Deductive agruments in finite math: wrong answer in book?

[Back2College]

Homework Statement

Identify the following as a valid or an invalid argument.

p → q
q ∧ r
--------------
∴ ~r → ~p

Homework Equations

N/A

The Attempt at a Solution

Truth table values:

(a) p → q TTFFTTTT
(b) q ∧ r TFFFTFFF
(c) a ∧ b TFFFTFFF
(d) ~r → ~p TFTFTTTT
(e) c → d TTTTTTTT

Since (e) is true in every case, the argument is valid. However, the answer in the back of the book says invalid.

Am I doing something wrong, or is the answer in the book wrong?

 

[haruspex]

Am I doing something wrong, or is the answer in the book wrong?

I get your answer, but just from reasoning. You are given r and q are true, so the predicate not r leads to contradiction. A false predicate implies anything at all.

 

[Mark44]

a) p → q TTFFTTTT

It's hard to tell what you mean by this and the other logical expressions you show.
For a truth table for $p \Rightarrow q$, you need three columns: one for p, one for q, and one for the implication, like this:
$\begin{array} {ccc} \\ p & q & p \Rightarrow q \\ T & T & T \\ T & F & F \\ F & T & T \\ F & F & T \end{array}$
The only pair of values for p and q for which the implication is false is when p is true and q is false. In all other cases, the implication is true.

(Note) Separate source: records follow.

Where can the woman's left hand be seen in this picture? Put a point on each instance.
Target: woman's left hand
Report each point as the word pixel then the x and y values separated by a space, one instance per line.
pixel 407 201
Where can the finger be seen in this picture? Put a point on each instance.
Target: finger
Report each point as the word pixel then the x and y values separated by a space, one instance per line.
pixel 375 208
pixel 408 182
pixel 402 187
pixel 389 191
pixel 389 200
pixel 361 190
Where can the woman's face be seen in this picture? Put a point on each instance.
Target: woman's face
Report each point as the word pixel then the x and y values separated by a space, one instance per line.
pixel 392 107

Edit: Miswrote something in my truth table, but now fixed.

 

[haruspex]

It's hard to tell what you mean by this and the other logical expressions you show.
For a truth table for $p \Rightarrow q$, you need three columns: one for p, one for q, and one for the implication, like this:
$\begin{array} {ccc} \\ p & q & p \Rightarrow q \\ T & T & T \\ T & F & F \\ F & T & T \\ F & F & F \end{array}$
The only pair of values for p and q for which the implication is false is when p is true and q is false. In all other cases, the implication is true.

Shouldn't the last line in the table read FFT?

 

[Mark44]

Shouldn't the last line in the table read FFT?

Yes -- now fixed.